Schuld sind nicht die Menschen der ­arabischen Welt und des Vorderen Orients

Sie exportiert einen radikalen Islam in alle Teile der Welt, nach Pakistan, in den Tschad, nach Turkmenistan, Albanien, Europa. Eine Aufarbeitung der Geschehnisse in Mekka oder des 11. September 2001, als 15 der 19 Attentäter aus Saudi-Arabien stammten, findet in dem Land nicht statt. Dabei wäre das angesichts eines gerade angestoßenen erneuten Modernisierungsprozesses unbedingt nötig.

Emanzipatorischen Stillstand erlebte ab 1979 auch Afghanistan. Aus den frühen 1970er Jahren existiert ein im Internet populäres Foto, das eine Straßenszene in der Hauptstadt Kabul zeigt. Zu sehen sind drei junge Frauen in Miniröcken und Blusen, mit offenen dunklen Haaren und auf Plateausandalen. Sowenig repräsentativ das Bild für die ländlichen Regionen Afghanistans ist, in denen Frauen auch damals eine Burka getragen haben, so zeigt es doch, wie sich die Situation der Frauen unter König Mohammed Zahir ab 1933 verbessert hatte. Sie erhielten Zugang zu Bildung, das Frauenwahlrecht wurde eingeführt.

Der Einmarsch der Sowjetunion, der Stellvertreterkrieg mit den USA, in dem diese wiederum von al-Otaibi inspirierte Islamisten unterstützten, und schließlich die Taliban stoppten diese Entwicklung. Seit 1979 kam Afghanistan nie wieder zur Ruhe.

Ausnahmsfall Friedenspolitik

Friedenspolitisch innovativ zeigten sich hingegen Israel und Ägypten mit dem Abschluss des Camp-David-Abkommens im März 1979. Es war der erste Friedensvertrag, den Israel mit einem seiner arabischen Nachbarn schloss. Auch der hatte langwierige Folgen, eine davon: Der Westen kooperierte fortan eng mit dem ägyptischen Militär, um Israels Sicherheit in der Region zu garantieren. Der Friedensstifter auf ägyptischer Seite, Anwar as-Sadat, wurde zwei Jahre nach Camp David von Islamisten aus seinem eigenen Militär ermordet.

Der aktuell amtierende Präsident, Abdel Fattah al-Sisi, ist ein vom Westen abgesegneter General, der seinen demokratisch gewählten Vorgänger Mohammed Mursi bei einem Militärputsch entthronte.

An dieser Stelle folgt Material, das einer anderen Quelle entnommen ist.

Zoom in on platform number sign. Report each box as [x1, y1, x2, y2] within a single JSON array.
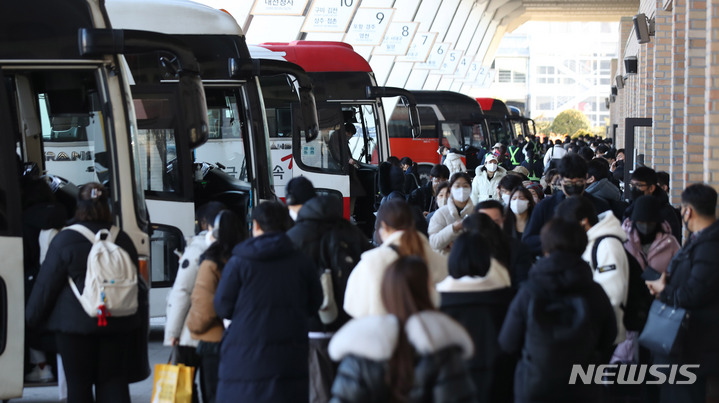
[[302, 0, 359, 32], [373, 21, 419, 56], [398, 32, 438, 63], [344, 7, 394, 46], [416, 42, 450, 70], [439, 50, 463, 74], [251, 0, 309, 15]]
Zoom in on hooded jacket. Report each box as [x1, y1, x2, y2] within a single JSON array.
[[328, 311, 477, 403], [499, 252, 617, 403], [444, 151, 466, 175], [343, 230, 447, 318], [622, 222, 680, 273], [164, 232, 209, 347], [623, 187, 681, 242], [438, 261, 516, 403], [470, 166, 507, 204], [428, 199, 474, 255], [586, 178, 622, 202], [657, 220, 719, 374], [581, 211, 629, 344], [213, 232, 323, 403], [286, 196, 371, 332]]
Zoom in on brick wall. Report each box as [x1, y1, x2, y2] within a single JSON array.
[[671, 0, 686, 203], [707, 0, 719, 189], [653, 0, 673, 173]]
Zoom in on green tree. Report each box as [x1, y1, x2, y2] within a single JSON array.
[[549, 109, 591, 137]]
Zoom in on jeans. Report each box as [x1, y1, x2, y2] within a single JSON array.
[[196, 341, 221, 403]]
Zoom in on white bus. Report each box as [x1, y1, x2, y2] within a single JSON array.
[[0, 0, 208, 398]]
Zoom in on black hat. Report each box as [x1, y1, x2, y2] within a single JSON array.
[[285, 176, 316, 206], [631, 195, 661, 223]]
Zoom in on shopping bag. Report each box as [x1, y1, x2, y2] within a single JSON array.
[[151, 350, 195, 403]]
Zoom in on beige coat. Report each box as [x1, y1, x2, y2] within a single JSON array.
[[427, 200, 474, 255]]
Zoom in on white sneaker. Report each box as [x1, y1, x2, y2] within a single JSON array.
[[25, 364, 54, 383]]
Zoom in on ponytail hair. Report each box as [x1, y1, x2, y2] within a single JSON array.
[[381, 256, 435, 402], [376, 199, 424, 257], [75, 182, 112, 223]]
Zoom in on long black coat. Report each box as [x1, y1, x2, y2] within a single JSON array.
[[25, 221, 141, 334], [440, 288, 516, 403], [657, 219, 719, 374], [499, 252, 617, 403], [214, 232, 322, 403], [286, 196, 371, 333]]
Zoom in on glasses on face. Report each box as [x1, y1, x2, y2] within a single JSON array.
[[630, 181, 648, 189], [561, 179, 586, 187]]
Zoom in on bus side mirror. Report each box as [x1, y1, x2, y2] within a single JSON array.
[[229, 58, 319, 142], [79, 28, 209, 149], [367, 86, 421, 138]]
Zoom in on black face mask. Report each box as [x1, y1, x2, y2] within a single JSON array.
[[630, 187, 645, 201], [563, 183, 585, 197]]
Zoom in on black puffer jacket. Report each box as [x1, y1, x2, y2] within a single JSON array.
[[329, 311, 478, 403], [658, 219, 719, 374], [499, 252, 617, 403], [286, 196, 371, 332], [26, 221, 141, 335]]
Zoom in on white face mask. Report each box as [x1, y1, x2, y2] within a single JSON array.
[[486, 163, 498, 172], [205, 230, 215, 246], [501, 193, 511, 206], [451, 187, 471, 203], [289, 209, 298, 221], [510, 199, 529, 215]]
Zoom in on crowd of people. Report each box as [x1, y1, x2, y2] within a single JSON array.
[[20, 133, 719, 403]]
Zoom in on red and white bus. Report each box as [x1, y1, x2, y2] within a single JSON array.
[[475, 97, 519, 144], [107, 0, 319, 315], [252, 41, 420, 234]]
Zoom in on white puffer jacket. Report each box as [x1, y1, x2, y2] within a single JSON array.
[[470, 166, 506, 204], [581, 211, 629, 344], [443, 152, 466, 175], [343, 231, 447, 319], [427, 199, 474, 255], [163, 232, 210, 347]]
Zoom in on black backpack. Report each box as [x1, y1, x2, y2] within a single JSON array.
[[590, 235, 652, 332], [521, 283, 598, 399], [317, 219, 368, 328]]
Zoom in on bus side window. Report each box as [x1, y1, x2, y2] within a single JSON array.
[[133, 95, 179, 193]]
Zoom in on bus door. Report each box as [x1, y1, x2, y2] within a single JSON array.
[[388, 104, 443, 175], [0, 68, 24, 400]]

Die Zusammenarbeit des Westens mit dem ägyptischen Militär hat auch dem Arabischen Frühling in Kairo ein vorläufiges Ende bereitet, nicht, wie oft behauptet, eine generelle Unfähigkeit der arabischen Menschen zur Demokratie.

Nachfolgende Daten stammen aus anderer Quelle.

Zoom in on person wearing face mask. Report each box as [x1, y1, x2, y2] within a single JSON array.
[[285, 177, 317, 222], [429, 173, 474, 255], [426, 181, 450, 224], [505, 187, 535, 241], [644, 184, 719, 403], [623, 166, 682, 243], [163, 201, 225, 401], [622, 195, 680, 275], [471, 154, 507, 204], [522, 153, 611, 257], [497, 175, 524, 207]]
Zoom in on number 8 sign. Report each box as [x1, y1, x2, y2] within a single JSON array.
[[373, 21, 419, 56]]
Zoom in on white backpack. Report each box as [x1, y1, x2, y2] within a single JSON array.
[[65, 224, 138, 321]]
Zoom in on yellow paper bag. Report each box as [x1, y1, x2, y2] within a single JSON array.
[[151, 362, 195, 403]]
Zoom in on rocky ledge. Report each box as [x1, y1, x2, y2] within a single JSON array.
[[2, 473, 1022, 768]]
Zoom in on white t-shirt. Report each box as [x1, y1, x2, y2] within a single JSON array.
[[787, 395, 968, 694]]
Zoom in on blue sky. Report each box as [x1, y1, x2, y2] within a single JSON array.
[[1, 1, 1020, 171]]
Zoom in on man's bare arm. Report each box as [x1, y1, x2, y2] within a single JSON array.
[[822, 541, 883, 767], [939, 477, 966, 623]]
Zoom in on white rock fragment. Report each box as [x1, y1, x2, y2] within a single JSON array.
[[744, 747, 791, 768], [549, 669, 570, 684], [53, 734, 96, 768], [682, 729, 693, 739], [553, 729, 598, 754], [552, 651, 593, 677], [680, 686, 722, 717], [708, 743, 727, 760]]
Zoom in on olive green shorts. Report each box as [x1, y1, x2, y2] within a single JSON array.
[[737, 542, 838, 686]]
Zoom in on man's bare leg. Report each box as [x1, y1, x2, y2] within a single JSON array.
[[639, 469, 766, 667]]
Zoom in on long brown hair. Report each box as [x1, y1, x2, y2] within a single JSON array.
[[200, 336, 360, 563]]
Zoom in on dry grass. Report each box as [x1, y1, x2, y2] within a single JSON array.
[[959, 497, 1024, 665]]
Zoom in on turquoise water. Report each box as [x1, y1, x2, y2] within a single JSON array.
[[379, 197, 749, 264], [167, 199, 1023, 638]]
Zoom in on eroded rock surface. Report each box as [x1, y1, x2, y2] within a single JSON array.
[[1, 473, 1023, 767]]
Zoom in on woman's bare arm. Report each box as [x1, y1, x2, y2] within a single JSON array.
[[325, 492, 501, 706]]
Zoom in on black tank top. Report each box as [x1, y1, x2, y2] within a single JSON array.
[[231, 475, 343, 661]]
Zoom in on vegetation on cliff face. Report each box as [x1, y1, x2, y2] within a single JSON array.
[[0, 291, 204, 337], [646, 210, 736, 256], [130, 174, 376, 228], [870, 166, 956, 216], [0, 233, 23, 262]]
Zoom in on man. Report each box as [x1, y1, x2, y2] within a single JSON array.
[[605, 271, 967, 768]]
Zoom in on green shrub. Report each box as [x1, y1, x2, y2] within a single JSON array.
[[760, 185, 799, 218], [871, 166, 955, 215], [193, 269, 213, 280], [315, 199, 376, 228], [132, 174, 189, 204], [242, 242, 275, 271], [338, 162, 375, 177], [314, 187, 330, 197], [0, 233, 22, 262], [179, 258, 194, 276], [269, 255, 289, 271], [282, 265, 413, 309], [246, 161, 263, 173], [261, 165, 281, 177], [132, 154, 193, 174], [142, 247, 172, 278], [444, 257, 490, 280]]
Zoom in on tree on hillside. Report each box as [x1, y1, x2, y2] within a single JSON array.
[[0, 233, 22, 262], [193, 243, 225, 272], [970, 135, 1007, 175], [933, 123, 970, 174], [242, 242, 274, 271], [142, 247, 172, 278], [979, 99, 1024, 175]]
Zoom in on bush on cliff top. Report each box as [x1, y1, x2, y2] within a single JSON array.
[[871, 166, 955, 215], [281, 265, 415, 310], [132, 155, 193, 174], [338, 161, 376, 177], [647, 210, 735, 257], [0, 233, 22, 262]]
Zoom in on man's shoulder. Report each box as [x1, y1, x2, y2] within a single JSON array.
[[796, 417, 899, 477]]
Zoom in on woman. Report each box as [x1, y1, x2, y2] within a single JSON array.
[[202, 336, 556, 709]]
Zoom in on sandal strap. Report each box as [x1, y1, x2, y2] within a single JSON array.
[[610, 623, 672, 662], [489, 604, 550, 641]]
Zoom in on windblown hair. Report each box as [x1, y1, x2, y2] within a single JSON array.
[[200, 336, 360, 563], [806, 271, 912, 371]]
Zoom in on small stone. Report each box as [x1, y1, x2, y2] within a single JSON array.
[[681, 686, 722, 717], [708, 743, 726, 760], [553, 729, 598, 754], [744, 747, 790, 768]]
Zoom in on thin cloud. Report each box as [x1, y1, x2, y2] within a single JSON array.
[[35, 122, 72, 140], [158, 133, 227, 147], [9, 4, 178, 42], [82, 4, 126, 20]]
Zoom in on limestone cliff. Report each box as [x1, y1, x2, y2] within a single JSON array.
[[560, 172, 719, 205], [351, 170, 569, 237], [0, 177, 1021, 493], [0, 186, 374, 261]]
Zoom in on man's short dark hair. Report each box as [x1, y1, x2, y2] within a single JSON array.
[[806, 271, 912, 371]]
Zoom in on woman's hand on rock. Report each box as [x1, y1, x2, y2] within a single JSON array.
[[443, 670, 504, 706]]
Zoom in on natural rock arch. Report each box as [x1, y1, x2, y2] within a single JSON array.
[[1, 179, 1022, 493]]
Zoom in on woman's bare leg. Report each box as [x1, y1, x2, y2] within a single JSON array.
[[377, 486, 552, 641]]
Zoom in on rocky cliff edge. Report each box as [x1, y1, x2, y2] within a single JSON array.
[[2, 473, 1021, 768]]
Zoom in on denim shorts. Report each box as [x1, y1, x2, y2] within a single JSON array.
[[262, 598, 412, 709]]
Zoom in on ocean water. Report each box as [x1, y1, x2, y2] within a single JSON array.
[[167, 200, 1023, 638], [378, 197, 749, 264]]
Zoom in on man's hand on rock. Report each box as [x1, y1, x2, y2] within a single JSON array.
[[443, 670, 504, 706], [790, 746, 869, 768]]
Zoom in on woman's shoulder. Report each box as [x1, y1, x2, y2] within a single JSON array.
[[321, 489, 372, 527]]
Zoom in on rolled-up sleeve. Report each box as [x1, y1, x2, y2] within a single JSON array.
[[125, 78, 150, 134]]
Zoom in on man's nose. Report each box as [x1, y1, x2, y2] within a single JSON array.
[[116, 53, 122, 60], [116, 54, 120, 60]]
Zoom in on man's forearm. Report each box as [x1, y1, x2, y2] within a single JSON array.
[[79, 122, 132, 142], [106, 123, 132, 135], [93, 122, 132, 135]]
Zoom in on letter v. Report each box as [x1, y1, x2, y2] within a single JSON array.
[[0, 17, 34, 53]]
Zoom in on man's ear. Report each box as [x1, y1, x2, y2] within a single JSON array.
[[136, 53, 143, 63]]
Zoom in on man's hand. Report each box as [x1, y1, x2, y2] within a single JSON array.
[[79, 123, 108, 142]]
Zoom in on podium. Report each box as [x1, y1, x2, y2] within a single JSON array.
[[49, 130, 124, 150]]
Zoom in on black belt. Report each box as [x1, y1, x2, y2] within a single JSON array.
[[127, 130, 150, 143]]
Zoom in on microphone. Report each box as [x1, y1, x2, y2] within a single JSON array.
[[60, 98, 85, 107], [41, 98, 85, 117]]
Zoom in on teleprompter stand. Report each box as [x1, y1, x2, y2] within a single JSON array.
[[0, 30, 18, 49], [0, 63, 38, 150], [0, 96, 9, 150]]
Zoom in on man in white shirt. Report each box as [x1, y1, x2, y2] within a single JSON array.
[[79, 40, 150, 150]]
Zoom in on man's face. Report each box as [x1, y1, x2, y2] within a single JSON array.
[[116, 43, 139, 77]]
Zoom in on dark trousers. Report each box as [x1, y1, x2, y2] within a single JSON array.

Trotzdem war Camp David unbestritten richtig und wichtig. Heute zeigt sich, dass auch andere arabische Staaten ihre stets vorgetäuschte Loyalität mit den palästinensischen „Brüdern“ nicht länger für ihre machtfüllende antisemitische Selbstvergewisserung missbrauchen. Sondern dass sie pragmatisch denken und Israels Existenz, wenn auch noch nicht offiziell garantieren, doch zumindest zu akzeptieren beginnen. Dann vielleicht könnten sie irgendwann eine ehrliche und ernst gemeinte Vermittlerrolle im Nahostkonflikt einnehmen, was angesichts einer immer breiter und stärker werdenden Rechten in Isra­el zu wünschen wäre.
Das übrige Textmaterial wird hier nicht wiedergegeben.